Il 5 marzo 1946 fu l'inglese Winston Churchill alla presenza dell'americano Harry Truman a denunciare in Fulton (USA) che sull'Europa era calata la “cortina di ferro” da Stettino a Trieste e che era ora di armarsi contro il nuovo nemico: l'URSS di Stalin e i suoi accoliti annidati nei partiti comunisti dell'Europa occidentale. Divennero sospetti sia i “partigiani della pace” (non di rado succubi della propaganda filosovietica) e i fautori di una “terza via” riluttanti a schierarsi per l'ennesimo “Ordine Nuovo”. Quale? Anziché dar vita a una federazione, gli Stati europei entrarono alla spicciolata nella Nato, alleanza difensiva destinata ad ampliare sempre più (e in termini via via più erratici) il raggio delle sue “missioni”. Vi entrarono nella convinzione di sedervi da pari, non da “soci di minoranza” né, meno ancora, da succubi. Però chi aveva perso la guerra dei trent'anni (1914-1945) non poteva chiedere di più né di meglio. Da molti Paesi aderenti la Nato venne intesa come la coperta che consentiva di risparmiare per la propria difesa e risalire la china dal baratro delle tante guerre, anche “civili”, che li avevano devastati, seminando odi inestinguibili al loro interno e nei rapporti internazionali.      

Per decenni europeisti militanti s'incaponirono a includere la Gran Bretagna, sempre riluttante, scostante e infine contraria a riconoscersi in una comunità che prima o poi avrebbe richiesto agli inglesi di adottare l' “euro” al posto della sterlina. Inammissibile oltre Manica. L'“Inghilterra” accettò di accedere all'Unione Europea. Come in un pub. Quarant'anni dopo ne uscì, aprendo una discussione interminabile sul conto della “consumazione”.

 

Alla ricerca della Storia perduta

L'Europa odierna è quella che è. Per quanto bizzarro (o buffo), l'unico suo tratto distintivo unitario è l'uso dell'anglo-americano quale “lingua franca”. Essa dispensa gli europei della terra ferma dall'apprendere l'idioma dei popoli confinanti con tutte le sue difficoltà e astruserie. Usando l'inglese i tedeschi non hanno motivo di scrivere in francese (un vero tormento), né i francesi debbono affaticarsi la trachea e i polmoni parlando in tedesco. Così gli “europei” finirono per conoscersi a vicenda sulla base di traduzioni dall'inglese dei loro stessi “classici”, proprio mentre i cinesi studiano il diritto romano, come insegna Tito Lucrezio Rizzo.
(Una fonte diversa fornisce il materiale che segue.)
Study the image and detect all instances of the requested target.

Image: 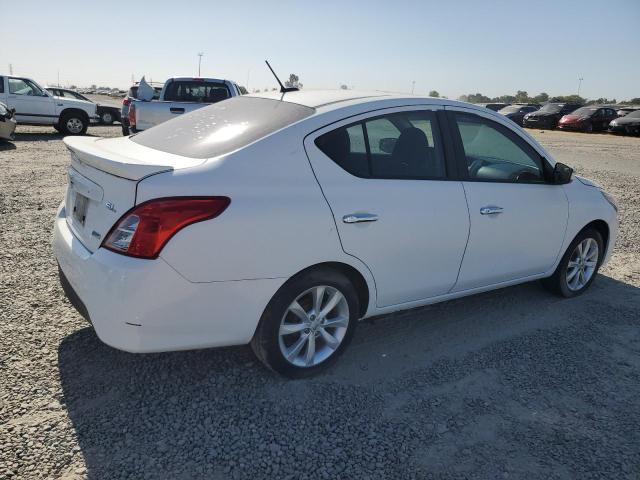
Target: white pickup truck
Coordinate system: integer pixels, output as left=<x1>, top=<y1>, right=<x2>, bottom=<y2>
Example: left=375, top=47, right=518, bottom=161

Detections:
left=128, top=77, right=241, bottom=133
left=0, top=75, right=98, bottom=135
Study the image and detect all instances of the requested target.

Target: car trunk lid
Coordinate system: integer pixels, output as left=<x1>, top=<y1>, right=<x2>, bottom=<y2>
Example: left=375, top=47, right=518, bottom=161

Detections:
left=64, top=137, right=205, bottom=252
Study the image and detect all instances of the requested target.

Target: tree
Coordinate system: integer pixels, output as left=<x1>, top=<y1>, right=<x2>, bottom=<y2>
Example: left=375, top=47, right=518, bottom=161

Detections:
left=550, top=95, right=586, bottom=105
left=284, top=73, right=302, bottom=88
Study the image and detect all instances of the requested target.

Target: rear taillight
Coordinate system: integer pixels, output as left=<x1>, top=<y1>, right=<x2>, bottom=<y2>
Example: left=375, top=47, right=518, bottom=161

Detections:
left=128, top=103, right=136, bottom=128
left=102, top=197, right=231, bottom=258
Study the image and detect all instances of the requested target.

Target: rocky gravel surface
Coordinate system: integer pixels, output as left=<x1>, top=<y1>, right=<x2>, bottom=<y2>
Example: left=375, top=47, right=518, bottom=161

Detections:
left=0, top=126, right=640, bottom=480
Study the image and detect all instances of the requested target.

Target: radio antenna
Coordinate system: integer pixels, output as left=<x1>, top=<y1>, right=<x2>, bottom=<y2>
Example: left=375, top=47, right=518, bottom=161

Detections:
left=264, top=60, right=299, bottom=93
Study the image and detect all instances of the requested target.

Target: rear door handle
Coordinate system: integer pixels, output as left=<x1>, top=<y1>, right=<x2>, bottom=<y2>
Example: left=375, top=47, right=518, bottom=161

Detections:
left=480, top=205, right=504, bottom=215
left=342, top=213, right=378, bottom=223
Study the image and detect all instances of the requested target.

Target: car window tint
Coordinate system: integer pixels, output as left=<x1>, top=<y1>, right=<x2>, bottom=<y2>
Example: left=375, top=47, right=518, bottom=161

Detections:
left=366, top=117, right=400, bottom=155
left=164, top=81, right=231, bottom=103
left=315, top=111, right=446, bottom=179
left=9, top=78, right=42, bottom=96
left=455, top=113, right=544, bottom=182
Ora l'Europa ha la guerra in casa. L'Ucraina è a due passi. Per rispondere all'aggressore, il suo “presidente/comandante”, perennemente “in divisa”, con toni sempre più minacciosi pretende i migliori aerei da combattimento e missili di lunga gittata, ai quali il nemico risponderà con armi ancor più potenti. Siamo in corsa verso il precipizio. L'opinione pubblica europea era e rimane impreparata dinnanzi a un “evento” che era nelle cose e che ha sorpreso solo gli imprevidenti immersi sino agli occhi nelle cronache delle lotte elettorali per un potere che non c'è. Senza politica estera e di difesa comune, l' “Europa” è semplicemente inesistente. Balbetta. Per un anno i suoi elettori verranno tempestati dalla gara tra partiti in lizza per i seggi dell'Europarlamento. Ad assetto istituzionale invariato, esso darà gli stessi risultati di quello ormai prossimo allo scioglimento. Tra modesto e mediocre. C'è poco da attendersi. Il generale Claudio Graziano, già presidente del Comitato Militare dell'Unione Europea, lo ha detto in tutti i modi e lo ha scritto in “Missione. Dalla Guerra fredda alla Difesa europea” (ed. Luiss). Per costruire un sistema difensivo adeguato a misura dell'Europa che non c'è occorrono due decenni; e per programmarne uno più avanzato ne occorrono altri venti. Ma ...la Storia non aspetta.  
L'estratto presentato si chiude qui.